Aunque alguno que me lee no estaría muy de acuerdo, dadas las presentes circunstancias me planteé la idea de escribir de cualquier cosa y olvidarme de la fecha; pero no hubo manera. El espíritu navideño, que es más sólido y potente que cien mil pandemias, hizo mella en mi melifluo, hipersensible corazón y me obligó a tocar el tema. Y aquí me tienen, dándole al teclado mientras tarareo aquello de los peces insaciables que beben y que beben y no dejan de beber -por la cuenta que les tiene, añado-, felicitando por wasap y disponiéndome a celebrar aquí en el alto en muy exigua y entrañable compañía una discreta Navidad.

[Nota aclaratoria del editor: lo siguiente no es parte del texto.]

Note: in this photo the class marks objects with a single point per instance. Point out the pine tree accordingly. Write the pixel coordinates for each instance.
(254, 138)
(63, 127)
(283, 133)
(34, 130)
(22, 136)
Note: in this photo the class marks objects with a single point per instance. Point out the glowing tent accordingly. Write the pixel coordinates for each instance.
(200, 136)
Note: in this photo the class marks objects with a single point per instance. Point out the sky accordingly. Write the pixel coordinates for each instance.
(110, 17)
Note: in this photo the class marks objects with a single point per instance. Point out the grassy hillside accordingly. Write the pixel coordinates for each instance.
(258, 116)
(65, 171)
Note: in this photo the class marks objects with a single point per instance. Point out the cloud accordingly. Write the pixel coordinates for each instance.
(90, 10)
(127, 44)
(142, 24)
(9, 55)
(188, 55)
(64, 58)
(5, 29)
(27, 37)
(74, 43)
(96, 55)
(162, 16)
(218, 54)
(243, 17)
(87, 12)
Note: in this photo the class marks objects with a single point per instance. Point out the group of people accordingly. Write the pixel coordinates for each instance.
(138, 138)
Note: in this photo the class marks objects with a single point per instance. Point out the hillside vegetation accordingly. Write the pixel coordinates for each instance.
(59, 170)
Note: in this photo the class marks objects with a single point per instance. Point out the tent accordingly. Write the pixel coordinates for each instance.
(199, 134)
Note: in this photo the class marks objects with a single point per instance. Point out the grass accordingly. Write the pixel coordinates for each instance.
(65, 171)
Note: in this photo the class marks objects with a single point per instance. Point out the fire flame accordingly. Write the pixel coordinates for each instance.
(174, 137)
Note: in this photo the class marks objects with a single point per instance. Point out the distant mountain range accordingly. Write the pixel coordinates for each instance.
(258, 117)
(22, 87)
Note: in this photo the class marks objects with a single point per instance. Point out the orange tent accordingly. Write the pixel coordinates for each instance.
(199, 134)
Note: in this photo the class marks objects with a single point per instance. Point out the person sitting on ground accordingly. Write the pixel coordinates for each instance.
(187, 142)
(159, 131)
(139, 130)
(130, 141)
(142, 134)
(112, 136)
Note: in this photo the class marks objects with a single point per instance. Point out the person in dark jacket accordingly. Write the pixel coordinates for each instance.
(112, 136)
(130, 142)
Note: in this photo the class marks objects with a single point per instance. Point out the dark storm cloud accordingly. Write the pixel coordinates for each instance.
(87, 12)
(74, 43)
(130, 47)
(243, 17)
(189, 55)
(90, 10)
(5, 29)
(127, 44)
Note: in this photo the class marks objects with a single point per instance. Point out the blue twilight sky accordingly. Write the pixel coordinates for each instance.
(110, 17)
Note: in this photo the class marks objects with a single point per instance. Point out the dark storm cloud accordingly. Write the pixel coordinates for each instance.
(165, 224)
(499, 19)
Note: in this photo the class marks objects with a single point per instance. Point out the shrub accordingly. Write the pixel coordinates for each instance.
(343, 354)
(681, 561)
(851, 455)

Y es que el tan manido y recurrido espíritu navideño tiene cosas como esta. Por mucho que reniegues, que te obceques o rebeles, hay un gen por ahí adentro que controla y te lo evoca. Un gen o lo que sea. Un algo vivo que se activa y que te ablanda, que te aviva el sentimiento y te convierte en más sensible y solidario. La fibra, hay quien lo llama. Lo llamen como lo llamen, de todas cuantas fiestas que conozco son las navideñas las que más nos tocan esa fibra y nos provocan la añoranza, activan los recuerdos y revivimos con morriña algún que otro retazo de la infancia.
Yo lo llamo alma. Navidad es eso: natalicio, nacimiento, pureza, inocencia. Navidad es alma: ese chip extracorpóreo con el cual nacemos y que se entierra entre la carne a medida que crecemos; ese halo inmaculado que aparece por momentos a lo largo de la vida cuando hay miedo o desamparo; ese espíritu limpio y puro que regresa a sus orígenes cuando muere el cuerpo. Navidad es eso: la niña o el niño que llevamos todos dentro. Feliz Navidad.